You should be given a pat on the back and congratulated for taking such a huge step in life and going to college and earning your degree, but rather you were faced with what seemed like endless amount of student loan debt that you’ve been struggling since day one to pay back.

College was expensive and its not seeming like it was as worth it as you had previously imagined, for now at least. Your not paying your bills on time and your credit is suffering, you need to examine your options and discover the steps you can take to help rid yourself from debt. You only have a few things to closely consider. I’m sure you’ve asked yourself and possibly others this question; Can I file bankruptcy on my student loans? The answer is, it depends!

You have the option to take out another loan to pay back this loan but perhaps leave yourself in more trouble in the future unless you can find a better paying job.

You can declare bankruptcy and face a huge loss in your credit score and be faced with problems when shopping, taking out a loan, or using your credit in even the simplest ways possible.

Finally, you can get a student loan consolidation loan. Based on your options you might be seeing bankruptcy as a plausible solution to your current situation but it’s strongly suggested that you look into student loan consolidation first because it could save you a tremendous amount of trouble. Bankruptcy should always be your last option and should never be considered as your way out.

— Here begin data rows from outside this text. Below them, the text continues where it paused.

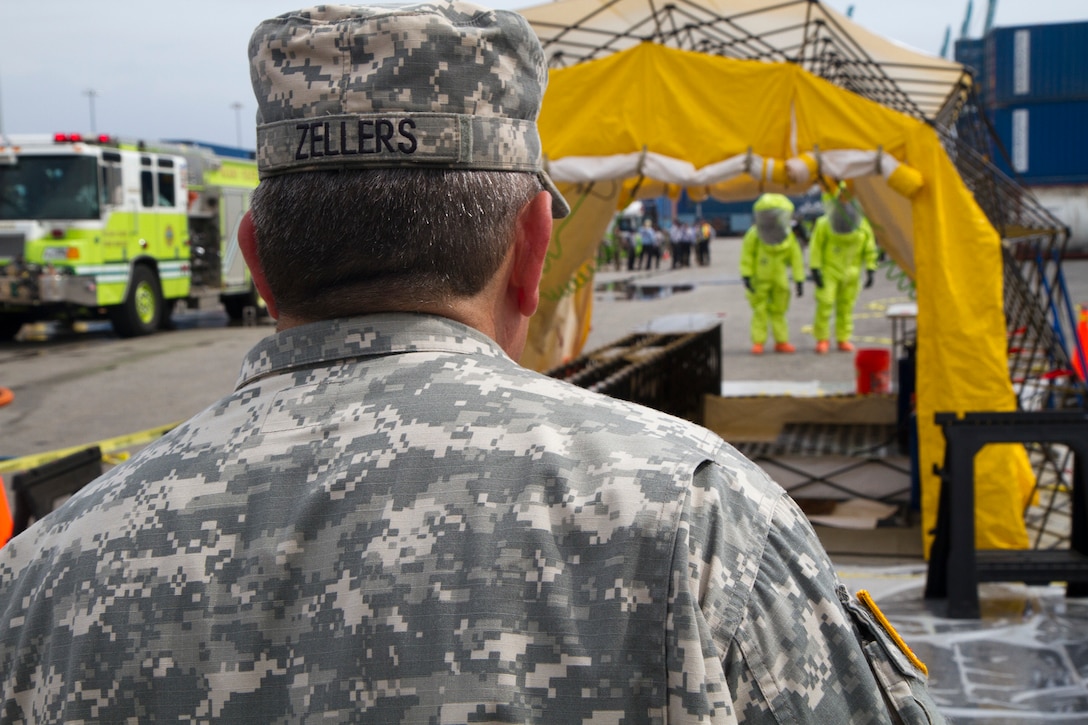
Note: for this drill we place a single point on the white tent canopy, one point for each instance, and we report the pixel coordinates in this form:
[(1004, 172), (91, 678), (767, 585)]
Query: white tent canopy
[(821, 40)]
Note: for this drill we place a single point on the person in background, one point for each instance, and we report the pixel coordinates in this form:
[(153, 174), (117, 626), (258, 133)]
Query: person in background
[(390, 520), (703, 243), (651, 257), (676, 243), (769, 255), (842, 245)]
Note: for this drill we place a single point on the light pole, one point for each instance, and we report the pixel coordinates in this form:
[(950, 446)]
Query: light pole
[(90, 93), (237, 120)]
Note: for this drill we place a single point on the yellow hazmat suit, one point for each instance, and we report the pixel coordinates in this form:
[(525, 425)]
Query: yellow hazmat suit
[(768, 250), (841, 244)]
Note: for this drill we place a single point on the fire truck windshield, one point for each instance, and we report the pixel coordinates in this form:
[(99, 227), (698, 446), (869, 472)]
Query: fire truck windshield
[(50, 187)]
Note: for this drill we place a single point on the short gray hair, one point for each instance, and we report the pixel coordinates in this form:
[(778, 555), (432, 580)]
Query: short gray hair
[(341, 243)]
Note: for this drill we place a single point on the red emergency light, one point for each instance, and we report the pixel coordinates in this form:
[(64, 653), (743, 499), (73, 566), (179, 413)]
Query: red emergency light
[(76, 138)]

Your not a business, your an individual. When a business goes under and declares bankruptcy, often times the individual or owner of the business will have no long lasting damages or affect, but declaring bankruptcy as an individual is going to affect you for the next ten to fifteen years of your life and could become one of your biggest regrets in life.

But since the bankruptcy laws have gotten tougher, it’s likely you couldn’t go bankrupt on a private student loan. And everyone knows you can’t go bankrupt on a federally backed student loan, don’t they?